What Stops You From Selling Your Minneapolis Duplex?

The dude 3D character x2 climbing Brick wall.

The dude 3D character x2 climbing Brick wall.

What’s the biggest obstacle to selling your Minneapolis duplex?


Having tenants is a good thing. But having tenants who refuse to allow Realtors to show the property because they haven’t been given 24 hour notice is a problem.


Two reasons.

First, because there is no such law requiring a landlord to give tenants 24 hour notice.

Second, duplex buyers typically want to go see several listings at a time. An opportunity to do that may open on their calendar 23 hours before they want to go. Their Realtor will typically schedule properties to see that are in the same geographic area.

The next time they go look at duplexes for sale, they will likely be looking in another neighborhood.

According to page 17 of the Minnesota Landlord and Tenants Handbook, a landlord may enter a tenant’s unit for “reasonable business purpose” after making a good faith effort to give the tenant reasonable notice.

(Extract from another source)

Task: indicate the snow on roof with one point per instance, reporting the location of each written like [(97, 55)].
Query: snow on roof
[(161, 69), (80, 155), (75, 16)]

No where in the handbook are “good faith effort” or “reasonable notice” defined.

What is defined, however, are examples of a reasonable business purpose. They include:

  1. Showing the unit to prospective tenants.
  2. Showing the unit to prospective buyers or an insurance agent.
  3. Performing maintenance work.
  4. Showing the unit to state, county or local officials (such as building inspectors).
  5. Checking on a tenant causing a disturbance within the unit.
  6. Checking on a tenant the landlord believes is violating the lease.
  7. Checking to see if a person is staying in the unit who is not on the lease.
  8. Checking the unit when a tenant moves out.
  9. Performing housekeeping work in a senior housing unit.

When signing a lease with a tenant, or before you put your Minneapolis duplex up for sale, it’s paramount you be clear with the tenant as to what their rights are…and are not.